Ab-initio error

Hi I’m getting this error when try to run ab-initio on NS data set:
Traceback (most recent call last):
File “cryosparc_master/cryosparc_compute/run.py”, line 115, in cryosparc_master.cryosparc_compute.run.main
File “cryosparc_master/cryosparc_compute/jobs/abinit/run.py”, line 316, in cryosparc_master.cryosparc_compute.jobs.abinit.run.run_homo_abinit
File “cryosparc_master/cryosparc_compute/engine/engine.py”, line 1194, in cryosparc_master.cryosparc_compute.engine.engine.process
File “cryosparc_master/cryosparc_compute/engine/engine.py”, line 1195, in cryosparc_master.cryosparc_compute.engine.engine.process
File “cryosparc_master/cryosparc_compute/engine/engine.py”, line 1136, in cryosparc_master.cryosparc_compute.engine.engine.process.work
File “cryosparc_master/cryosparc_compute/engine/engine.py”, line 421, in cryosparc_master.cryosparc_compute.engine.engine.EngineThread.compute_error
ValueError: Detected NaN values in engine.compute_error. 10445760 NaNs in total, 90 particles with NaNs.

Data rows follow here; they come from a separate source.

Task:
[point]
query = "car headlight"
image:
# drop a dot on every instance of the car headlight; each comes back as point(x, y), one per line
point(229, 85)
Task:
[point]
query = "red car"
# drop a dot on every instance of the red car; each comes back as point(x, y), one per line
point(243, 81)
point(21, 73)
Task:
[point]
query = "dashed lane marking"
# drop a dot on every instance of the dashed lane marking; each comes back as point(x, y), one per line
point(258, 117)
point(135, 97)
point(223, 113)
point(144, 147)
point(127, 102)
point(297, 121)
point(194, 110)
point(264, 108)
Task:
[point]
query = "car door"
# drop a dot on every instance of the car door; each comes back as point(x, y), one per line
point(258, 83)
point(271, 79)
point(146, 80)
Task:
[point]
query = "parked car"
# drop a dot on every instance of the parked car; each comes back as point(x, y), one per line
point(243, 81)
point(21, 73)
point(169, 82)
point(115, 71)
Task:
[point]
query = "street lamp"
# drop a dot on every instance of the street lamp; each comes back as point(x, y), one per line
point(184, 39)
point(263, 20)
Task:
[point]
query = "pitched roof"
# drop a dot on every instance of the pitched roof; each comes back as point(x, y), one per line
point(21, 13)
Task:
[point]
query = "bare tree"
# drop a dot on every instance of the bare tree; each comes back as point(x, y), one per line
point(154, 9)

I have run corrupt particle check on the same particles set and no corruption found.
The 2D look OK

Best,

@Elad What version of CryoSPARC do you use?

I’m using CryoSPARC 4.5.0

Thanks @Elad. Please can you post the output of the command

cryosparcm cli "get_job('P99', 'J199', 'job_type', 'version', 'instance_information', 'status',  'params_spec', 'errors_run')"

where P99 and J199 are replaced by the failed job’s project and job IDs, respectively.

{‘_id’: ‘66fd90e261e050ac966f3069’, ‘errors_run’: [{‘message’: ‘Detected NaN values in engine.compute_error. 10445760 NaNs in total, 90 particles with NaNs.’, ‘warning’: False}], ‘instance_information’: {‘CUDA_version’: ‘11.8’, ‘available_memory’: ‘493.12GB’, ‘cpu_model’: ‘Intel(R) Xeon(R) CPU E5-2695 v4 @ 2.10GHz’, ‘driver_version’: ‘12.4’, ‘gpu_info’: [{‘id’: 0, ‘mem’: 11539054592, ‘name’: ‘NVIDIA GeForce RTX 2080 Ti’, ‘pcie’: ‘0000:02:00’}, {‘id’: 1, ‘mem’: 11539054592, ‘name’: ‘NVIDIA GeForce RTX 2080 Ti’, ‘pcie’: ‘0000:03:00’}, {‘id’: 2, ‘mem’: 11539054592, ‘name’: ‘NVIDIA GeForce RTX 2080 Ti’, ‘pcie’: ‘0000:83:00’}, {‘id’: 3, ‘mem’: 11539054592, ‘name’: ‘NVIDIA GeForce RTX 2080 Ti’, ‘pcie’: ‘0000:84:00’}], ‘ofd_hard_limit’: 4096, ‘ofd_soft_limit’: 1024, ‘physical_cores’: 36, ‘platform_architecture’: ‘x86_64’, ‘platform_node’: ‘mamba.csb.vanderbilt.edu’, ‘platform_release’: ‘3.10.0-1160.76.1.el7.x86_64’, ‘platform_version’: ‘#1 SMP Wed Aug 10 16:21:17 UTC 2022’, ‘total_memory’: ‘503.79GB’, ‘used_memory’: ‘9.20GB’}, ‘job_type’: ‘homo_abinit’, ‘params_spec’: {}, ‘project_uid’: ‘P31’, ‘status’: ‘failed’, ‘uid’: ‘J103’, ‘version’: ‘v4.5.0’}

Thanks @Elad for posting this information.
Does ValueError: Detected NaN values in engine.compute_error occur

  • every time you run a clone of the failed job
  • when inputting particles from a different extraction, downsampling or restacking job in the same project
  • in other projects

?
If possible, can you test if the error occurs after downgrading the CryoSPARC worker’s nvidia driver to version 525 and subsequently restarting the CryoSPARC worker.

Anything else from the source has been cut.